When the week ending 14 August revealed that deaths had risen above the five-year average, the heatwave was suggested by some as a factor. Certainly, deaths tend to rise during heatwaves. But by the week of the 15 to 21 August, the heatwave was over. There may be a delayed reaction to the heat, as elderly people succumbed to conditions associated with dehydration and the like, but might there be another cause of the sharp rise in non-Covid deaths? It is remarkable where the excess deaths have been occurring. While deaths in hospitals and care homes have been running below the five-year average – they were 300 lower than the week ending 21 August – deaths in private homes have been running much higher, with 825 more deaths than would have been expected at this time of year. It is also noticeable that deaths from ‘influenza and pneumonia’ are now running at over ten times those attributed to Covid-19 – they account for 13.4 per cent of deaths, compared with 1.4 per cent for Covid.
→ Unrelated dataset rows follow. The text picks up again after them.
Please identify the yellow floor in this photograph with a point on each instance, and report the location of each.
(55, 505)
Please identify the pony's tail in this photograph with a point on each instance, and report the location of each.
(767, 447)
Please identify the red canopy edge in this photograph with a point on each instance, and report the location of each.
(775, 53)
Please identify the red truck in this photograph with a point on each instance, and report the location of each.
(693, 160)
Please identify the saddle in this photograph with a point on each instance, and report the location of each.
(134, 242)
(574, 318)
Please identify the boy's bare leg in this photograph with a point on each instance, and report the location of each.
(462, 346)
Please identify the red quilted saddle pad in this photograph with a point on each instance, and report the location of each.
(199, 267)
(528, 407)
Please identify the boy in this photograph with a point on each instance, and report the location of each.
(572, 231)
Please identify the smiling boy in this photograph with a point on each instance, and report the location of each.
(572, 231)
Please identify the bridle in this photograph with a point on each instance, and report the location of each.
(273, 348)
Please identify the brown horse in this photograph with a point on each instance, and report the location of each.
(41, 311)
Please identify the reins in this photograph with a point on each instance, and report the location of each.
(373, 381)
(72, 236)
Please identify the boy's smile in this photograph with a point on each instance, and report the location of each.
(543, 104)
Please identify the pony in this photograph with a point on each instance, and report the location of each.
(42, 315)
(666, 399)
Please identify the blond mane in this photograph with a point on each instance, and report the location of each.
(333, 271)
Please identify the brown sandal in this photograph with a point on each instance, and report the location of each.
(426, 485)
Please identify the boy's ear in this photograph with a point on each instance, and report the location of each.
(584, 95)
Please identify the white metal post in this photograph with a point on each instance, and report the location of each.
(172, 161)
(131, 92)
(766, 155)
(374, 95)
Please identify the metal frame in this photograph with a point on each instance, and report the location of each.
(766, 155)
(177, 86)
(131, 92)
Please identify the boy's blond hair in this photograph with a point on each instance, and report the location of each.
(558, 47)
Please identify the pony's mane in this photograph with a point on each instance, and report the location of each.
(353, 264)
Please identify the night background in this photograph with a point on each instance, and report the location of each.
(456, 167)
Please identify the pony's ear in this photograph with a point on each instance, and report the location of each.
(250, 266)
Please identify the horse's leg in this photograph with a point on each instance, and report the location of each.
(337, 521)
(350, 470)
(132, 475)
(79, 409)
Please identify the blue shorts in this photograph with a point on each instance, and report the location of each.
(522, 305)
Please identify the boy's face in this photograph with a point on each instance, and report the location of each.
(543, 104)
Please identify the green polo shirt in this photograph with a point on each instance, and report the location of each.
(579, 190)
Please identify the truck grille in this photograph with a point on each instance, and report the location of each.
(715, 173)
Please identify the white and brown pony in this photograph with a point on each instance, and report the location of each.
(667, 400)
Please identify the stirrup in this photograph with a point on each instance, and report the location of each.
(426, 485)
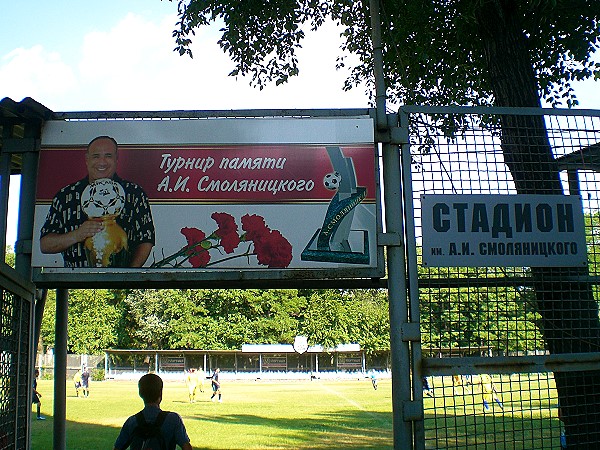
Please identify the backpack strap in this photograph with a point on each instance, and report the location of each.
(161, 418)
(141, 421)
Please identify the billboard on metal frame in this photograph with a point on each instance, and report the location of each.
(287, 197)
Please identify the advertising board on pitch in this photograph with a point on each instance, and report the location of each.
(503, 231)
(210, 195)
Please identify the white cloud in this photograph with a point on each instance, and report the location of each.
(133, 67)
(36, 73)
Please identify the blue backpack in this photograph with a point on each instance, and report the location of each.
(148, 436)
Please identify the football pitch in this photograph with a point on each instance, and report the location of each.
(322, 414)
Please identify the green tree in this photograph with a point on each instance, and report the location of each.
(467, 52)
(92, 322)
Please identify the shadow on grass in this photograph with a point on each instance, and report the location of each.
(493, 429)
(79, 436)
(341, 429)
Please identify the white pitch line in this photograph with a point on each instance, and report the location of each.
(355, 404)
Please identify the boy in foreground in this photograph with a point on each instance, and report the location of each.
(171, 431)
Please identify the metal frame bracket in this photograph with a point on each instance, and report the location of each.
(411, 332)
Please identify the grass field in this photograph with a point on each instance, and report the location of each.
(320, 414)
(296, 414)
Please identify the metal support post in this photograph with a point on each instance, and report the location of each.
(396, 264)
(60, 369)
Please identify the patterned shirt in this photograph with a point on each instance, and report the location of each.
(66, 215)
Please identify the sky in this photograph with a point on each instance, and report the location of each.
(117, 55)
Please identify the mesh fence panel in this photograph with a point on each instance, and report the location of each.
(481, 318)
(15, 398)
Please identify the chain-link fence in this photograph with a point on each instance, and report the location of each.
(508, 350)
(15, 393)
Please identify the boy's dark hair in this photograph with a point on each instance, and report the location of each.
(102, 137)
(150, 387)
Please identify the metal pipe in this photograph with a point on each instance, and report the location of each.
(60, 369)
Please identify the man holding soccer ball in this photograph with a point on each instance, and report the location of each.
(72, 228)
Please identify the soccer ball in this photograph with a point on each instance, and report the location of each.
(103, 197)
(332, 180)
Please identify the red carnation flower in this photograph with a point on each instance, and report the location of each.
(273, 250)
(227, 231)
(254, 226)
(198, 256)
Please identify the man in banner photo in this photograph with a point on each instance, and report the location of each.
(101, 220)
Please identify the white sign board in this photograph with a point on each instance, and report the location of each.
(503, 231)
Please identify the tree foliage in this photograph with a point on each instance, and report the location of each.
(435, 51)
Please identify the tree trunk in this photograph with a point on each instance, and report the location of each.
(567, 307)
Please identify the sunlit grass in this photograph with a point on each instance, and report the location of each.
(298, 414)
(317, 414)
This leads to the obvious question: are people dying of non-Covid related conditions because they are failing to access timely healthcare, either because their treatment has been cancelled or because they are too frightened to seek medical attention? It wouldn’t be unexpected. The Department for Health and Social Care published its own projections in July, which attempted to estimate the effects of lockdown on non-Covid deaths. It suggested that eventually, more people could die as a result of lockdown – from its effect on the NHS and society – than directly from Covid-19. It made this point in the context that it believed deaths from Covid-19 would have been much higher had it not been for lockdown – something which, of course, we will never know.
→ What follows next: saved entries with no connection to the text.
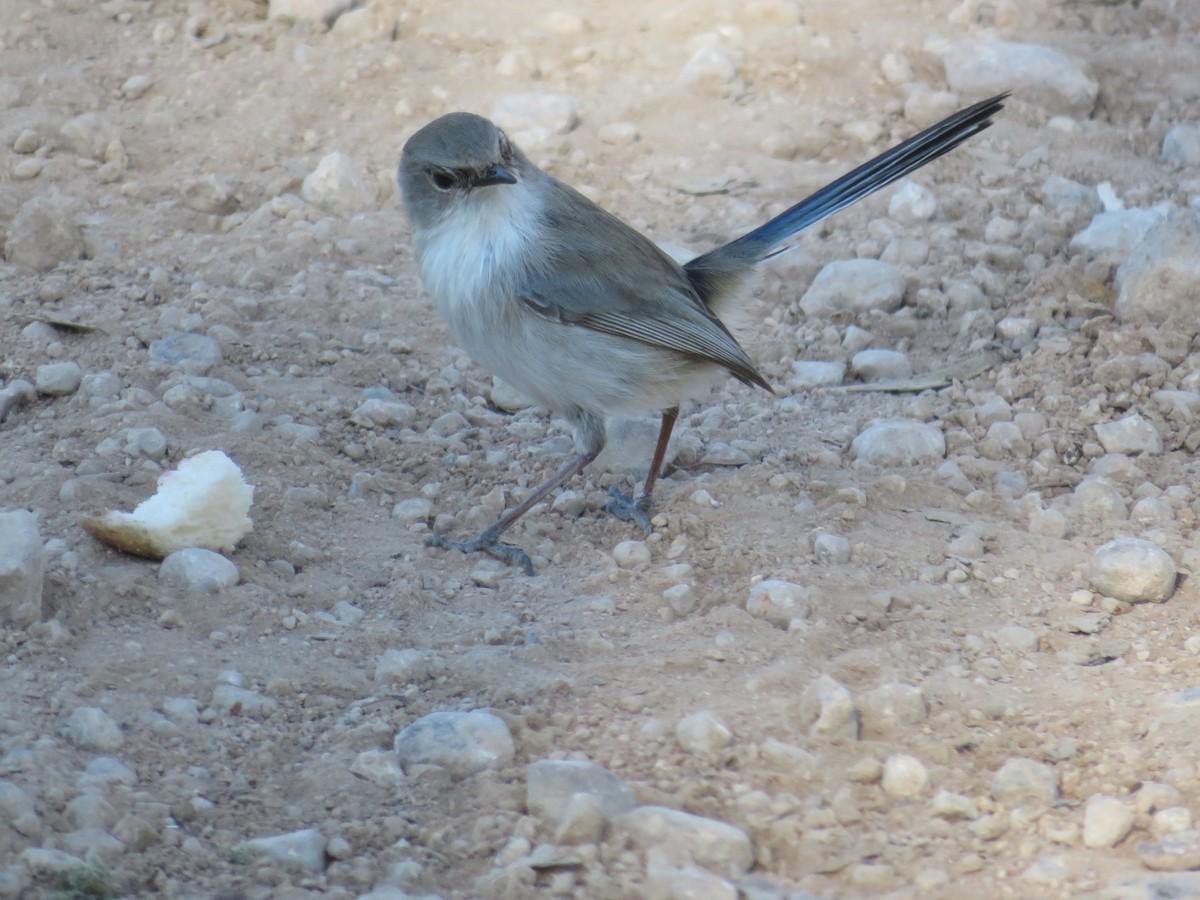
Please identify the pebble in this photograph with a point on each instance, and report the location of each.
(91, 729)
(1177, 852)
(904, 775)
(537, 117)
(1182, 144)
(208, 193)
(631, 555)
(831, 549)
(898, 442)
(702, 733)
(891, 706)
(45, 233)
(682, 838)
(337, 186)
(415, 509)
(553, 787)
(1158, 279)
(22, 569)
(192, 353)
(1107, 822)
(1132, 436)
(978, 67)
(779, 601)
(461, 743)
(912, 204)
(1021, 783)
(1133, 569)
(828, 709)
(198, 571)
(855, 286)
(949, 805)
(880, 365)
(1114, 234)
(304, 850)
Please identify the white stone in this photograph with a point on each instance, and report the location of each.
(912, 203)
(855, 286)
(1107, 822)
(22, 569)
(1133, 569)
(198, 571)
(904, 775)
(461, 743)
(880, 365)
(681, 839)
(899, 442)
(779, 601)
(1021, 783)
(978, 66)
(304, 850)
(703, 733)
(91, 729)
(337, 186)
(1162, 276)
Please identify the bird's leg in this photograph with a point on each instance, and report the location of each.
(637, 509)
(489, 540)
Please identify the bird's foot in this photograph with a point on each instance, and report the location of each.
(630, 509)
(489, 543)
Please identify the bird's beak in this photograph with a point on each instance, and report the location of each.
(496, 175)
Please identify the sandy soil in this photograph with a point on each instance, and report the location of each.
(586, 659)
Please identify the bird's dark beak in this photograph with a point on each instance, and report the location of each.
(496, 175)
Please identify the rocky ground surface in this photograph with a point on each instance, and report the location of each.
(923, 624)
The difference is that, while the majority of Covid deaths came in a spike through March and April, the deaths from the effects of lockdown will be spread over a much longer timeframe – people may still be dying in five years’ time as a result of cancers which could have been, but weren’t, detected during the Covid crisis.
The question now is, will this rising trend in non-Covid related deaths continue to be picked up in the Office of National Statistics’ figures – and what effect will this have on public opinion of the government’s handling of Covid-19, once we realise the ongoing toll of lockdown?